El pianista bajó las escaleras con tanta rapidez como fue capaz. Hasta que escuchó una explosión que hizo que el edificio entero se tambaleara. Leia se aferró más a él, temblando como hoja de papel, como si quisiera traspasar su cuerpo. Ian la abrazó con más ímpetu y siguió bajando. Se olían gases que no supo identificar, preocupado y desesperado a partes iguales, se apresuró.

—Leia, cielo. ¿Estás bien? —cuestionó. No por hacer una pregunta estúpida, sino porque necesitaba estar seguro que estaba consciente. Ella sacudió su cabecita, asintiendo sin mirarlo—. Agárrate duro, ¿vale? Vamos a salir de aquí. 

No estaba nada seguro que así fuera, pero necesitaba que ella no se precipitara más de lo que ya estaba. Otra explosión los sobresaltó y solo le quedaban cuatro pisos por bajar. El edificio comenzó a tambalearse más fuerte. Sin explicarse cómo, salió de aquel edificio. Leia estaba aferrada a su cuello, literalmente como si su vida dependiera de él —y lo hacía—.
Miró a ambos lados de la calle, buscando con desesperación algo o a alguien que pudiera ayudar, pero la soledad y el viento frío fue lo que chocó en su rostro.

Ian se preguntó, una y mil veces el por qué esto no aparecía en las noticias, o por qué tampoco llegaba nadie a ayudar. No había ni un policía o autoridad cerca de la zona.
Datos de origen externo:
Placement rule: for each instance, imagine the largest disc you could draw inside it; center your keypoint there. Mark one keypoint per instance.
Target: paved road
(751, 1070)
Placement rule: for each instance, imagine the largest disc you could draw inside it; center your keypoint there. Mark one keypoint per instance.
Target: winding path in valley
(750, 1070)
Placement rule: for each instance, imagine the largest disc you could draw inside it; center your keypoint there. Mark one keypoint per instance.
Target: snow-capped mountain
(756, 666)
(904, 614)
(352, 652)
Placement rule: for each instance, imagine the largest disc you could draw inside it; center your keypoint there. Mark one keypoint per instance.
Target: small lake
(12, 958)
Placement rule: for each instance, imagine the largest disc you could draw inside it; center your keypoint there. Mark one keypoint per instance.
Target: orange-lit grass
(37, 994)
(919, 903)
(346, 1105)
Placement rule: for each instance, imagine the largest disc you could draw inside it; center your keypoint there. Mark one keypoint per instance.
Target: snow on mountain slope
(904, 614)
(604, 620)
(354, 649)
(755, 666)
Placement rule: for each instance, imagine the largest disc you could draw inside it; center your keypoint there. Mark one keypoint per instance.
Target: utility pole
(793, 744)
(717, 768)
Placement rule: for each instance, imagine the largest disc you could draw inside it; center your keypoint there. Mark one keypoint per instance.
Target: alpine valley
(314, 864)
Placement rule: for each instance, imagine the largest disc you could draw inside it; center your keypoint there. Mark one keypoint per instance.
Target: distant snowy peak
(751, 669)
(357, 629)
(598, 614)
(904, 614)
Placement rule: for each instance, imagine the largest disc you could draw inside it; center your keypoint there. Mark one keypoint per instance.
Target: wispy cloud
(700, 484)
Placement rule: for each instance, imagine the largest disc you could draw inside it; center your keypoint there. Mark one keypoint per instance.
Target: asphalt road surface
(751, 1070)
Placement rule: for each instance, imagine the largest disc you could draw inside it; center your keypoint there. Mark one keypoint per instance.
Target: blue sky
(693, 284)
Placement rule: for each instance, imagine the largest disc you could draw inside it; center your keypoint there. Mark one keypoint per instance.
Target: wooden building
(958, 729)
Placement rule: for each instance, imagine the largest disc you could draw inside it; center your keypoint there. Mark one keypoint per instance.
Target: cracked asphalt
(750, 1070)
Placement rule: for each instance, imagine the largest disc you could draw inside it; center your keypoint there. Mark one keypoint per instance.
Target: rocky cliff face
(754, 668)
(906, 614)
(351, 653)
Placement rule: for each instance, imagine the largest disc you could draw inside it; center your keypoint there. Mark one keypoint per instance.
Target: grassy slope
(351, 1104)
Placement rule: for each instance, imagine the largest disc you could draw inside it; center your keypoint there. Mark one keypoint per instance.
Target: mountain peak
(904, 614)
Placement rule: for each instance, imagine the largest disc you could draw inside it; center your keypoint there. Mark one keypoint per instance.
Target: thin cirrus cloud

—¿Leia? —La llamó, apartándola. Pero ella tenía la respiración débil. Sus ojitos yacían cerrados, sollozando en silencio—. No, pequeña, por favor, no te duermas, bonita. Abre los ojos.

Se desesperó tanto, que dejó de importarle dónde se encontraba o en qué condiciones estaba. Ian corrió en dirección a un hospital, con el corazón desbordado de emociones y la garganta cerrada.

La historia del pianista se resumía en dos palabras: «Tragedias inesperadas».

Nunca se había perdonado la muerte de su ex mujer. Día sí y día también se culpaba, dándose latigazos metafóricos. Sin permitirse ser feliz completamente, debido a que por su error y perfeccionismo, tal vez ineptitud, quién sabe... no llegó a tiempo al hospital.

No había llegado a tiempo antes, tampoco años después lo lograría ni con Maia, ni Leia. Ya podía sentir el odio y la ira de su castaña contra él. Si perdía a Leia no haría más que culparse a sí mismo por ser un fracasado. Un infame, un bueno para nada.

Valeria, su mujer, había fallecido justo cuando Ian abría la puerta de su casa para buscarla. Ella le había advertido temprano que no se sentía demasiado bien, que por favor la llevase al hospital, pero él tenía que presentarse esa noche. No pudo cancelar su concierto.

Lo había llamado infinidades de veces, pero en pleno concierto, él no podía atender. Una de las razones principales por las que el pianista había accedido era por dinero. El tratamiento que ella comenzaba a tomar, costaba muchísimo. Lo que Theodore nunca supo, hasta después del examen forense, era que Valeria estaba recién diagnosticada de leucemia avanzada. Prácticamente no daban muchas esperanzas de vida; aún así, Ian no se quedó con las manos quietas, buscó, a través de un tratamiento experimental, aliviarle los dolores de la enfermedad y propiciarle una mejor calidad de vida.

El día que el padre de Valeria llegó a uno de sus conciertos a provocarle, y decirle que el médico forense había dicho que todavía tenía tiempo, no era verdad. Ella nunca tuvo tiempo. Al parecer, Theodore, no estaba dispuesto todavía a aceptar que su hija había muerto de una enfermedad terminal. Nada ni nadie podría detener el final. No obstante, Ian se sentía culpable. Culpable de no estar con ella en su agonía, en su dolor y sufrimiento. De no haber estado a su lado en su último aliento, se culpaba por no haber hecho más... de haberla dejado morir sola.